Outro tema muito importante para entender a complexidade do universo zoé é a ausência de hierarquia. Não existem pajés ou caciques. O contato com os índios wai-wais, que vez por outra invadem a reserva, é uma das principais fontes de tensão na área. Os wai-wais são contatados há muito tempo e têm relações com missionários evangélicos. Na Funai, há 54 missões religiosas cadastradas, mas o número pode ser maior, já que muitos missionários conseguem se infiltrar entre os indígenas, sem o conhecimento do órgão.
Para exemplificar o problema, basta conhecer a que se propõem as grandes missões internacionais evangelizadoras. A Jovens com uma Missão (Jocum) está no Brasil desde 1960 e mantém centenas de missionários espalhados pelo país, levando a idéia de família monogâmica, da necessidade da vestimenta e de hierarquia, já que é mais fácil controlar um agrupamento social controlando e negociando com um só líder.

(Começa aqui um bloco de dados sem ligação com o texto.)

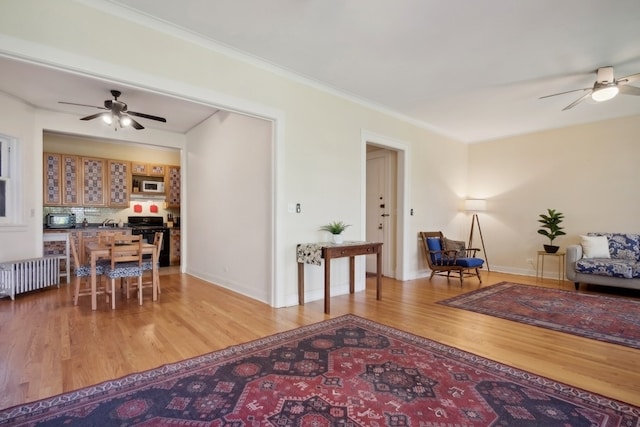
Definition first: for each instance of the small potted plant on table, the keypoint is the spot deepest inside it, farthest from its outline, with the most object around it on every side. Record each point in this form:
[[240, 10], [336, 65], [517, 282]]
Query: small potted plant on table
[[551, 228], [335, 228]]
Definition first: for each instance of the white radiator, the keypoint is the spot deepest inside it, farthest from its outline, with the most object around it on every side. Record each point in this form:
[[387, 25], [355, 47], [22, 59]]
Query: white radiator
[[26, 275]]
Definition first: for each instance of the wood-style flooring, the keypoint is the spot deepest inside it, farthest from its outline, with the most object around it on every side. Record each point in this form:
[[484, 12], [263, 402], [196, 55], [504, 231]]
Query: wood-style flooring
[[48, 346]]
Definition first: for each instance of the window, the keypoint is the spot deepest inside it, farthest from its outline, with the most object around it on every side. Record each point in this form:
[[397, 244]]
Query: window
[[8, 181]]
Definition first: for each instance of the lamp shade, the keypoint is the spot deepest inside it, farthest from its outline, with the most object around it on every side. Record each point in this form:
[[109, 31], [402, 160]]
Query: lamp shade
[[475, 205]]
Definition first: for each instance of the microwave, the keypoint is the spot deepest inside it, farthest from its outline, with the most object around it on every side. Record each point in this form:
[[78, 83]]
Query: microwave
[[61, 220], [152, 187]]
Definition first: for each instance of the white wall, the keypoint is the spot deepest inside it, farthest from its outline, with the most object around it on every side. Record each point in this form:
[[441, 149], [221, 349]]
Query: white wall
[[590, 173], [17, 120], [319, 158], [229, 168]]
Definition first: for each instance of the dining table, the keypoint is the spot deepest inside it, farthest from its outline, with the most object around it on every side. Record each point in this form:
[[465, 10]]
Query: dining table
[[100, 250]]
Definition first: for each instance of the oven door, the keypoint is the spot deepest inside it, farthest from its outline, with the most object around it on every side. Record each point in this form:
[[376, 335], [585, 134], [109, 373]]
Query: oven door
[[149, 236]]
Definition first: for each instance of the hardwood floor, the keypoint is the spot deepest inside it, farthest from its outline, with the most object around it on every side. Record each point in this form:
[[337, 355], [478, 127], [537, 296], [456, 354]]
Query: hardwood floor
[[48, 346]]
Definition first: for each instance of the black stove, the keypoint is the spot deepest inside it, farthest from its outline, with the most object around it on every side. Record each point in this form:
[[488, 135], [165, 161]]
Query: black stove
[[148, 226]]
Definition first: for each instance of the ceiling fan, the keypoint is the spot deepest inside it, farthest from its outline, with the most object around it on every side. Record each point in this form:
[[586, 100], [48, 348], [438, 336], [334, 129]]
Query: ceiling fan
[[117, 113], [605, 88]]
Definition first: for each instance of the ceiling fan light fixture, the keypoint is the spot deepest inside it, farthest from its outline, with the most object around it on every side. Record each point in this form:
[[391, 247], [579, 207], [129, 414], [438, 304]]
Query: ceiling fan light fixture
[[125, 120], [606, 93]]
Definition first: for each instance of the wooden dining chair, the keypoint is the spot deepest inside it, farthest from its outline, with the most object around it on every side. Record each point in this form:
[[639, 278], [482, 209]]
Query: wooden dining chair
[[126, 262], [82, 273], [148, 266]]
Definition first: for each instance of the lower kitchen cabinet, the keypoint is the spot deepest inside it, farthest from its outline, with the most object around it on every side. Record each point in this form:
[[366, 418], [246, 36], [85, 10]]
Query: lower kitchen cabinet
[[175, 246]]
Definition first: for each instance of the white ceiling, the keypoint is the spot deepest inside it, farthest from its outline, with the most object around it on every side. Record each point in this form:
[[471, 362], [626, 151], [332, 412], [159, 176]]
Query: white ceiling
[[473, 70]]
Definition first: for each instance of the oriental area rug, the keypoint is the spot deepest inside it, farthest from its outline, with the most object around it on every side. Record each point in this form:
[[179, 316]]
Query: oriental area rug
[[611, 319], [346, 371]]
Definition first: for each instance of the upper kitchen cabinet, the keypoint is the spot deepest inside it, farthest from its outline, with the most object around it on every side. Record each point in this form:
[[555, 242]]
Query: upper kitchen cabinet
[[61, 180], [119, 178], [93, 181], [173, 186], [147, 169]]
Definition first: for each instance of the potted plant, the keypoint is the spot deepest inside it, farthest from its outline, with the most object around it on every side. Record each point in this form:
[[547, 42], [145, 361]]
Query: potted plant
[[551, 228], [335, 228]]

Outras missões importantes são a Missão Evangélica aos Índios do Brasil (Meib), organizada em 1967, que tem o objetivo de expandir o evangelho de Jesus Cristo, promover o estudo da Bíblia e a educação em geral, praticar a beneficência e organizar igrejas entre a população indígena. Há ainda a New Tribes que é uma das maiores missões evangélicas em atuação no Brasil e está presente em 47 aldeias de todas as regiões do país. Na luta contra essa distorção da tradição cultural zoé, João Lobato é um resistente, até o momento com muito sucesso, com seu estilo próprio e obstinado.
Para tentar entender o que se está fazendo na Frente de Proteção Etnoambiental Cuminapanema é preciso rever a perspectiva com que você leu este texto. Posso ser entendido como católico que somente cita os evangélicos como vetor de problemas para a “harmonia” política e cultural dos zoés. Não é fato, nessa reserva especificamente há muito tempo não existe contato com missões católicas, como o Conselho Indigenista Missionário. Mas sim, concordo com a intervenção do Estado na gestão do isolamento dos zoés como fundamental para sua preservação e me encanto pelo trabalho lá feito no campo da saúde indígena.
A preservação daquela cultura e daquele modo de viver é dever do Estado brasileiro. A identidade cultural brasileira é também zoé, por mais que nosso comportamento globalizado e ocidental a negue. O suspiro de originalidade que eles representam precisa ser ressignificado para o que é ser brasileiro. E, se ser brasileiro for também ser zoé, ser brasileiro há de ser melhor.